Les Rois Catholiques, après avoir décidé de s'y faire enterrer, confièrent à leur architecte, Enrique Egas (?-vers 1534), le soin de construire la Chapelle royale (1505-1521) destinée à abriter cette sépulture. Le monument, encore tout gothique, allait devenir un splendide musée de sculpture et de peinture.
La Renaissance fit effectivement son entrée à Grenade avec Diego de Siloé, dont l'œuvre résume les conquêtes du premier art plateresque. Son ambition de bâtir comme les Romains trouva des chantiers à sa mesure, avec le fastueux couvent des Hiéronymites et surtout, après 1528, avec la cathédrale.
Cependant, l'une des plus parfaites créations de la Renaissance se trouve sur la colline de l'Alhambra. Charles Quint y fit entreprendre par Pedro Machuca (?-1550) un nouveau palais qui est un hommage à l'Italie de Bramante. Le palais abrite aujourd'hui le Musée hispano-musulman et le Musée des Beaux-Arts.

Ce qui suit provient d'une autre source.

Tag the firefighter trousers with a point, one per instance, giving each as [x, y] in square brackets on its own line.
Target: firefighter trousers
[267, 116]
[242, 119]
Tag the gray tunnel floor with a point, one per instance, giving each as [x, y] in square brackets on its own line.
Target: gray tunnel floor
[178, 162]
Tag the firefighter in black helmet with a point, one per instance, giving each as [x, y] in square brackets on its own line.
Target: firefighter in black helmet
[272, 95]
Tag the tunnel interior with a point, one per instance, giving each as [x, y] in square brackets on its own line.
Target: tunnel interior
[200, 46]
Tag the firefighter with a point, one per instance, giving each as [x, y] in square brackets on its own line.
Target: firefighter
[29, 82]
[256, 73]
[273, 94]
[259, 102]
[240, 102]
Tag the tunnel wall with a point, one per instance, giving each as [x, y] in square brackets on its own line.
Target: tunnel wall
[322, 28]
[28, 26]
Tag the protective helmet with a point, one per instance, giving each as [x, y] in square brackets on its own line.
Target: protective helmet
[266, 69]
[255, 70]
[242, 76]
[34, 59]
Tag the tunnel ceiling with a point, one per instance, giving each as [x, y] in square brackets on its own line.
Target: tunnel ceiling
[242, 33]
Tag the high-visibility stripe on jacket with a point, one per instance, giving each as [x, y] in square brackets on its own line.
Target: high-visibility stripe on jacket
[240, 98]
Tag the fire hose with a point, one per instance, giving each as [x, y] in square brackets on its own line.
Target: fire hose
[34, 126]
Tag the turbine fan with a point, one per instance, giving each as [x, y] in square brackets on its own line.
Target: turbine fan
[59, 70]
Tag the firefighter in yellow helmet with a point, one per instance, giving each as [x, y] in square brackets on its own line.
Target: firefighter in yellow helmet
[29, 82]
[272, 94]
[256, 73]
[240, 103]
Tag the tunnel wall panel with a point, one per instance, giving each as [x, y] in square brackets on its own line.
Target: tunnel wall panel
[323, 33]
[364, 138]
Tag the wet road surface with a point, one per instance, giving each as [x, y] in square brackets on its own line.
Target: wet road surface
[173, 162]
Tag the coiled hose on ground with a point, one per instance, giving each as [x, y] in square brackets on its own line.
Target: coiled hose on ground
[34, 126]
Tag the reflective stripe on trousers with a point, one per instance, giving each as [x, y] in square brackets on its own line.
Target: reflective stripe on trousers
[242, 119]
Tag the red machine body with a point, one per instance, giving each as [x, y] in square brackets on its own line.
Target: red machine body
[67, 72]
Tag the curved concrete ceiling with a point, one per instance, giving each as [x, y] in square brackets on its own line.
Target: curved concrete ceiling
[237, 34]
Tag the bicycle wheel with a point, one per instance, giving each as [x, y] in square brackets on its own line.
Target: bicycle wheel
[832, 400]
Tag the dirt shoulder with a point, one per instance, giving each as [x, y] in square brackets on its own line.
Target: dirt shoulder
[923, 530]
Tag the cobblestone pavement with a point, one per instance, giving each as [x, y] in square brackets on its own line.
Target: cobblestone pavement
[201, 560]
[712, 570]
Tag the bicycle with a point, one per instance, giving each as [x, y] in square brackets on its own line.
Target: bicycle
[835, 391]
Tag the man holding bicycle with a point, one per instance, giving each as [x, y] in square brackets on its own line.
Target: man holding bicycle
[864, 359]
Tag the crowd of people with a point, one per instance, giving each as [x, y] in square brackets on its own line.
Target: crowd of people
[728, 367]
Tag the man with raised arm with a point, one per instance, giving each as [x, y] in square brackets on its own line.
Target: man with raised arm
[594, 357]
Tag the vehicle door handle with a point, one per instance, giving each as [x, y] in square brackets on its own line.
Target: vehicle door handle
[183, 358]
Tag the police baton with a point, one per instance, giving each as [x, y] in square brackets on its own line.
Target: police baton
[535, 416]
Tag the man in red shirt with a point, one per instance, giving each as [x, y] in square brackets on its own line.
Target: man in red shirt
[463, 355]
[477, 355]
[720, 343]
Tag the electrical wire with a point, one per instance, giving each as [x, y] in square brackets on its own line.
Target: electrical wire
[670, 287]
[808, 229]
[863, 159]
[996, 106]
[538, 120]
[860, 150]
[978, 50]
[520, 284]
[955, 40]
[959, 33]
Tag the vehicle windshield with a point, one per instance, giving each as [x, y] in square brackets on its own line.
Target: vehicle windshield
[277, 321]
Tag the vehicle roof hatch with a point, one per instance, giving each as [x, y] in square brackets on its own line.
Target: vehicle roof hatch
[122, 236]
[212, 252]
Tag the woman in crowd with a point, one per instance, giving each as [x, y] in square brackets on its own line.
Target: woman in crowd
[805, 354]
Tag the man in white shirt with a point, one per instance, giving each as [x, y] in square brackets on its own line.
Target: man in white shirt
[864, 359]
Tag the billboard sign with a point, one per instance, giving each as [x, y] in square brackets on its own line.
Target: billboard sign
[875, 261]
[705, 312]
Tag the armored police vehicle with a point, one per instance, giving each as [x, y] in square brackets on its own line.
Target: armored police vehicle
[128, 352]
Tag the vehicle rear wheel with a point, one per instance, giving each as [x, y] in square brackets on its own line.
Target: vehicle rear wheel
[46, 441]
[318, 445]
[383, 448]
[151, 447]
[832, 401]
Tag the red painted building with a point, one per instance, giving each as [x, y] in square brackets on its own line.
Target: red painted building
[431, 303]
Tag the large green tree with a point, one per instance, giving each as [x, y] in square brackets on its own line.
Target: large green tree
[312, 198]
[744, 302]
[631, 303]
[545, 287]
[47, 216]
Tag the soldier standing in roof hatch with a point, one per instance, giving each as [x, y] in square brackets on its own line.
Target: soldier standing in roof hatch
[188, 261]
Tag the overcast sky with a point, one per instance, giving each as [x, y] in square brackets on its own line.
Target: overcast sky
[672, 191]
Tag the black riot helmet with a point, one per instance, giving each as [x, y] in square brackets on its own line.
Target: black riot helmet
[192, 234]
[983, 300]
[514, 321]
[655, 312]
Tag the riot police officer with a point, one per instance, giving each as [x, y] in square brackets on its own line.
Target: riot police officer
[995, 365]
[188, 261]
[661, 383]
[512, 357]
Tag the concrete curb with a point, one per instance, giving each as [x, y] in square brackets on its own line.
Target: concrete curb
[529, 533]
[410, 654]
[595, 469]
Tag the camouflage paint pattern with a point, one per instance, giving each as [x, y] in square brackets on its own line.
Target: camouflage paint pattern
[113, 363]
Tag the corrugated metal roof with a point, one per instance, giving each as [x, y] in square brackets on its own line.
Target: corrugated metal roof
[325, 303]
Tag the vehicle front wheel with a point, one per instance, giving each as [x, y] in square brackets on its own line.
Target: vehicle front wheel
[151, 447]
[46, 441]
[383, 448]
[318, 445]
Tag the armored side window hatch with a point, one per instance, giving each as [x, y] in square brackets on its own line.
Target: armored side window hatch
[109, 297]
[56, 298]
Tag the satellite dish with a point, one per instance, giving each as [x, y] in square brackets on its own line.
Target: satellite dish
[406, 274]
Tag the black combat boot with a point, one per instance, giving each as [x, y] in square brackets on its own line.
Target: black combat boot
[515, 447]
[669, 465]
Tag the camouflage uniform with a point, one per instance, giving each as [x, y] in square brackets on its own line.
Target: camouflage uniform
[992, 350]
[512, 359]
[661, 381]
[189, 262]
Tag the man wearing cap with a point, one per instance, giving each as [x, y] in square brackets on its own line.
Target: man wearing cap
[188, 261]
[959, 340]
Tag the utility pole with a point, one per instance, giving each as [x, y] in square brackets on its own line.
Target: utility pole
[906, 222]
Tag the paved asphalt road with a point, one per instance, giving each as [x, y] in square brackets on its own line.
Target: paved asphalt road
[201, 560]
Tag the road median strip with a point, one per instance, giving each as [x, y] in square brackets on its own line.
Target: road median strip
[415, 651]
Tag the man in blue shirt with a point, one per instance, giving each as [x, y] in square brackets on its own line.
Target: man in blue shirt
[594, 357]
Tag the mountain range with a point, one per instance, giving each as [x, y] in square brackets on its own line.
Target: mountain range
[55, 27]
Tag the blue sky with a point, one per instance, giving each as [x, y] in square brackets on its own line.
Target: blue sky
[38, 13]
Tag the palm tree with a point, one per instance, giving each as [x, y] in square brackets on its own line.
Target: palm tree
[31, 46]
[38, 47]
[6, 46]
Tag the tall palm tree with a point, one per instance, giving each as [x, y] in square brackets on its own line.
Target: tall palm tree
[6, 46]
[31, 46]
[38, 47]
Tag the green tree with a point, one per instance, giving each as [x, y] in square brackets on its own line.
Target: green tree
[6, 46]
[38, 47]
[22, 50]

Un nouvel élan fut donné vers le milieu du xviie s. par Alonso Cano et ses élèves, les sculpteurs Pedro de Mena (1628-1688) et José de Mora (1642-1724), et les peintres Pedro Atanasio Bocanegra (1638-1689) et Juan de Sevilla (1643-1695). Parallèlement, le mouvement baroque se développa dans l'architecture grâce à l'intervention de Francisco Hurtado Izquierdo (1669-1725). Il trouva sa meilleure expression dans l'étonnante sacristie de la Chartreuse.